Aerosol and Surface Distribution of Severe Acute Respiratory Syndrome Coronavirus 2 in Hospital Wards, Wuhan, China, 2020
https://wwwnc.cdc.gov/eid/article/26/7/20-0885_article

となれば、訪問先にウイルスがいた場合、そこで履いていた靴下で次の訪問先に伺った場合、ウイルスを拡大することになります。

科研費の研究報告『高齢者在宅ケアにおける感染予防に関する細菌学的研究-エビデンスに基づいた地域看護』この研究はMRSAに関する報告なのですが、この中では

患者の人体・環境からMRSAの検出があり、看護者の手指・手掌・靴下・予防衣からも患者と同一株のMRSAが検出された。とあります。

よって、MRSA等も看護者の予防衣・靴下から検出されており、1患者毎に予防衣等を交換すべきことが示唆された。
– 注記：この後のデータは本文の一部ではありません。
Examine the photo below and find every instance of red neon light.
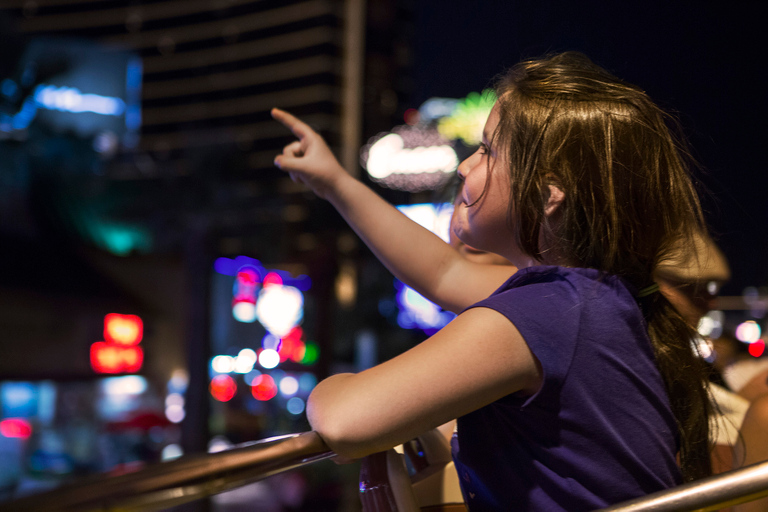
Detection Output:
[251,373,277,402]
[104,313,144,345]
[264,272,283,286]
[0,418,32,439]
[748,340,765,357]
[210,373,237,402]
[91,341,144,373]
[277,325,306,363]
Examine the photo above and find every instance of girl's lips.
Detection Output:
[464,244,485,254]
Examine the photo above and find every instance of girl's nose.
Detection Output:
[456,153,478,181]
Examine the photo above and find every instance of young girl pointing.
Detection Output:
[273,52,709,512]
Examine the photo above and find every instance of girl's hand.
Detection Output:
[271,108,349,199]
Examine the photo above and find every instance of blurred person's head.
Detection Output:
[654,234,731,327]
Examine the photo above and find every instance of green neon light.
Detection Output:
[437,89,496,146]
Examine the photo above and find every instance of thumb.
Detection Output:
[273,155,301,172]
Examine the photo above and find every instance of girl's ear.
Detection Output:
[544,185,565,217]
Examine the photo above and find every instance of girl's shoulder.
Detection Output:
[496,265,626,293]
[483,265,637,309]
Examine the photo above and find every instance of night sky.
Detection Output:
[412,0,768,295]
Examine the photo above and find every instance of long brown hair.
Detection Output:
[494,52,711,480]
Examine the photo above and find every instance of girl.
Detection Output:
[273,52,709,511]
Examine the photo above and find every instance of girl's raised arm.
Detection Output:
[272,109,509,312]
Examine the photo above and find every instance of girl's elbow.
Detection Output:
[307,388,377,459]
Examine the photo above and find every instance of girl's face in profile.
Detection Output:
[451,103,528,268]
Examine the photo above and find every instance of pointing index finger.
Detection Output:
[270,108,314,139]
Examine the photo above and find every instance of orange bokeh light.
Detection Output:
[104,313,144,346]
[91,341,144,373]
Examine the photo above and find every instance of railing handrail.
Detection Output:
[598,461,768,512]
[0,432,334,512]
[0,432,768,512]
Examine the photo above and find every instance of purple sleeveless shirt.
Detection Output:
[452,266,682,512]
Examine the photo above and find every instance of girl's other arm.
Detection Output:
[272,109,510,312]
[307,308,541,458]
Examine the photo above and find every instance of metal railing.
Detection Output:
[599,461,768,512]
[0,432,334,512]
[0,432,768,512]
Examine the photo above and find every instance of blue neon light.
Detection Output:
[34,85,125,116]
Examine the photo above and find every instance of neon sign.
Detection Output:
[90,313,144,373]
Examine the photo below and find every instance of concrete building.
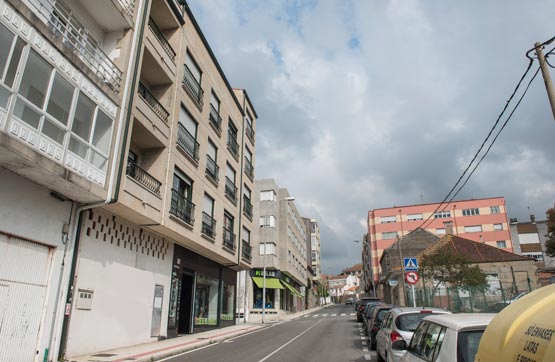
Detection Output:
[248,179,309,322]
[365,197,513,283]
[0,0,258,361]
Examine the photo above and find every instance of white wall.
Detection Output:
[67,209,173,356]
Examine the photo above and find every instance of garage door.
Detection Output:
[0,233,51,362]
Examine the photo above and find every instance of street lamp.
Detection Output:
[262,196,295,324]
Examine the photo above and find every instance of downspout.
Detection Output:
[58,0,148,361]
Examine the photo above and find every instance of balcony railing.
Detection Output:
[206,155,220,182]
[29,0,122,93]
[245,157,254,181]
[138,82,170,122]
[224,226,235,251]
[227,131,239,157]
[243,195,252,220]
[170,189,195,225]
[225,176,237,202]
[148,18,176,63]
[208,105,222,132]
[183,65,204,108]
[202,212,216,239]
[126,160,162,195]
[241,240,252,263]
[177,123,199,162]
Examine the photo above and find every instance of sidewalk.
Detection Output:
[68,306,327,362]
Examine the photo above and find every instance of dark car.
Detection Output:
[356,297,380,323]
[366,304,393,351]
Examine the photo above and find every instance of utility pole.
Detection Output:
[534,43,555,120]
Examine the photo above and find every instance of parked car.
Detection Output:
[376,307,451,362]
[356,297,380,323]
[393,313,496,362]
[366,304,393,351]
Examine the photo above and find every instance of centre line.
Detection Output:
[258,319,324,362]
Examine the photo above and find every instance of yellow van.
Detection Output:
[475,285,555,362]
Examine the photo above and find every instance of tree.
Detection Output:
[420,248,486,292]
[545,208,555,257]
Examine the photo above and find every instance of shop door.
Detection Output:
[0,233,51,362]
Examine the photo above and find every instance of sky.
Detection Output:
[188,0,555,274]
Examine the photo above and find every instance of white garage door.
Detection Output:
[0,233,51,362]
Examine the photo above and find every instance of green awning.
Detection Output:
[281,280,302,297]
[252,277,283,289]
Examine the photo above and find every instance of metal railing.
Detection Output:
[126,160,162,195]
[138,82,170,122]
[170,189,195,225]
[29,0,122,93]
[177,123,199,162]
[225,176,237,202]
[227,131,239,157]
[224,226,235,251]
[202,211,216,239]
[183,65,204,108]
[206,155,220,182]
[208,105,222,132]
[148,18,176,63]
[245,156,254,180]
[241,240,252,262]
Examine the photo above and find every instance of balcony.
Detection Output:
[243,195,252,221]
[148,18,176,64]
[170,189,195,225]
[206,155,220,184]
[126,160,162,195]
[245,157,254,181]
[177,123,199,165]
[208,105,222,135]
[29,0,122,93]
[225,176,237,204]
[183,65,204,110]
[224,227,235,252]
[241,240,252,263]
[202,212,216,239]
[138,82,170,123]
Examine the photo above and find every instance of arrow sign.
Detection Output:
[403,258,418,271]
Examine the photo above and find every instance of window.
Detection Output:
[434,211,451,219]
[407,214,424,221]
[260,190,276,201]
[380,216,397,224]
[464,225,482,233]
[463,207,480,216]
[382,231,398,240]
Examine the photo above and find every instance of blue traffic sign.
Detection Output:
[403,258,418,271]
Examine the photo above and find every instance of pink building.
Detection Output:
[368,197,513,282]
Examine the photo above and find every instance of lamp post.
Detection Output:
[262,196,295,324]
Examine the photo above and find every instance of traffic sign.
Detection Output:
[403,258,418,271]
[405,272,419,285]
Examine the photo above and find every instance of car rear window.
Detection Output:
[457,330,484,362]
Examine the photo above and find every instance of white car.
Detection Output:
[393,313,496,362]
[376,307,451,362]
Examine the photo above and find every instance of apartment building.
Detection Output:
[0,0,258,360]
[365,197,513,283]
[249,179,308,321]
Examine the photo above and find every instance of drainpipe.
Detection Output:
[58,0,149,361]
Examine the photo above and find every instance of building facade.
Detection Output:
[0,0,258,360]
[365,197,513,288]
[248,179,309,322]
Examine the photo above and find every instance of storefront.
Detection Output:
[168,245,237,337]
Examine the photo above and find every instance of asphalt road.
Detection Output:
[164,305,376,362]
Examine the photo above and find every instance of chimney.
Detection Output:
[443,221,453,235]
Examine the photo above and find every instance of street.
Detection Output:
[165,305,376,362]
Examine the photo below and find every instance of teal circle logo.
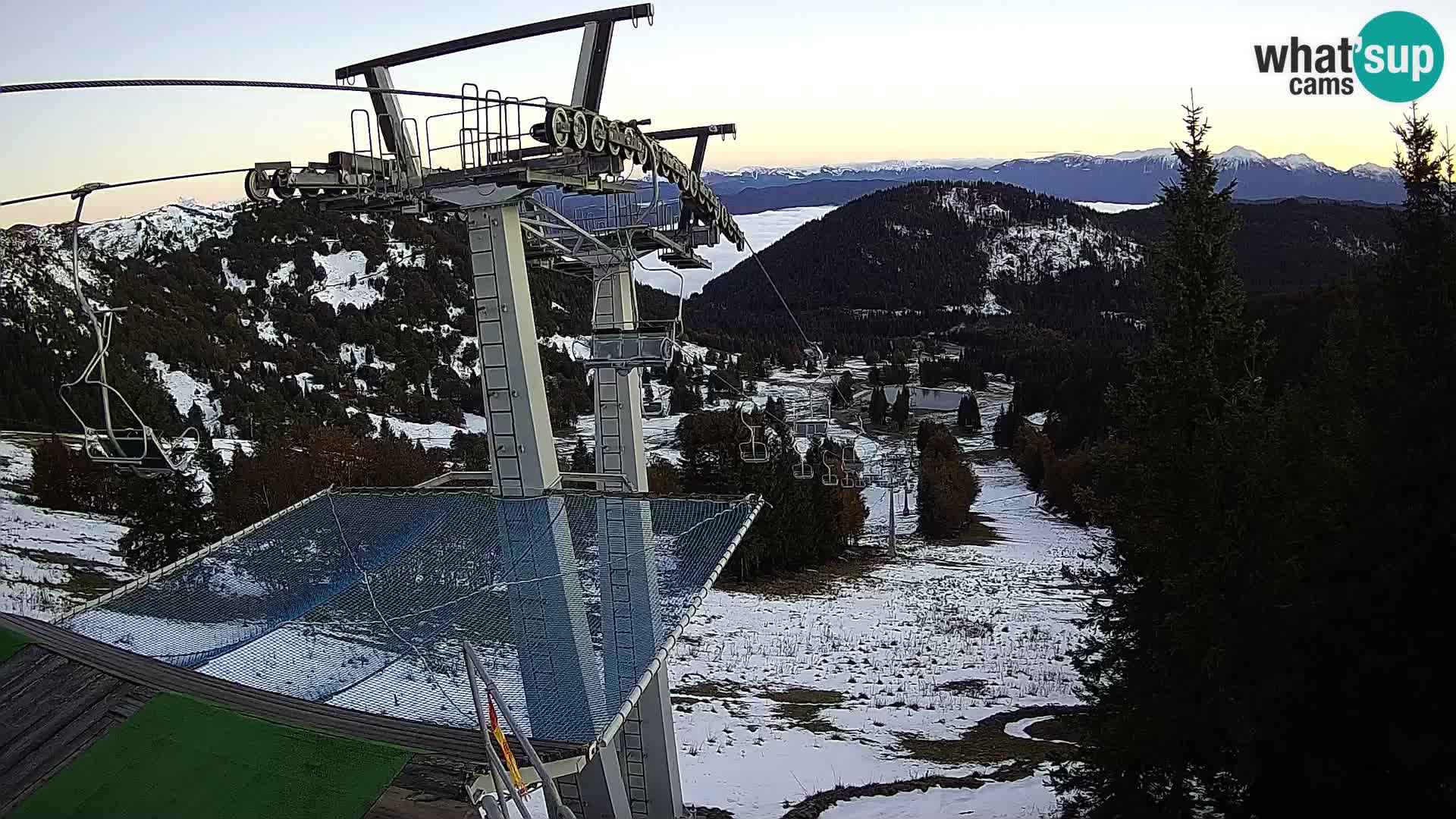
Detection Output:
[1356,11,1446,102]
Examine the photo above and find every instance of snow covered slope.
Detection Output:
[0,435,136,620]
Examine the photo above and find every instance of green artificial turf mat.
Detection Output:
[0,628,30,663]
[11,694,410,819]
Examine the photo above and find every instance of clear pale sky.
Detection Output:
[0,0,1456,226]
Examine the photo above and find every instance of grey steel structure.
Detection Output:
[246,5,744,819]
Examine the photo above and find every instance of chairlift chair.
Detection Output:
[738,405,769,463]
[820,446,847,487]
[60,184,199,475]
[793,438,814,481]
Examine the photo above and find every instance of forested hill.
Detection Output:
[0,202,677,436]
[687,180,1392,353]
[1106,198,1395,293]
[687,180,1143,351]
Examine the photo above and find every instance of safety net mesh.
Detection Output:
[60,488,758,742]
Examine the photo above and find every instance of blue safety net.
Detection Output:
[60,488,757,742]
訪問が終わったら靴下をかえるべき!!ということになります。

具体敵な方法として、訪問看護師応援サイトの感染対策の項目には
http://plaza.umin.ac.jp/houmonkango/qua090.html

利用者宅の床に感染源が存在するような場合は、あらかじめ靴下を着用し、訪問終了後に履き替えるなど、感染源を持ち運ばないようにする。
と書かれています。

訪問看護における感染に関する有害事象の実態-管理者を対象としたインタビュー調査から 

こちらの論文には

2重の靴下は、訪問終了時に1枚脱いでから帰る。となっています。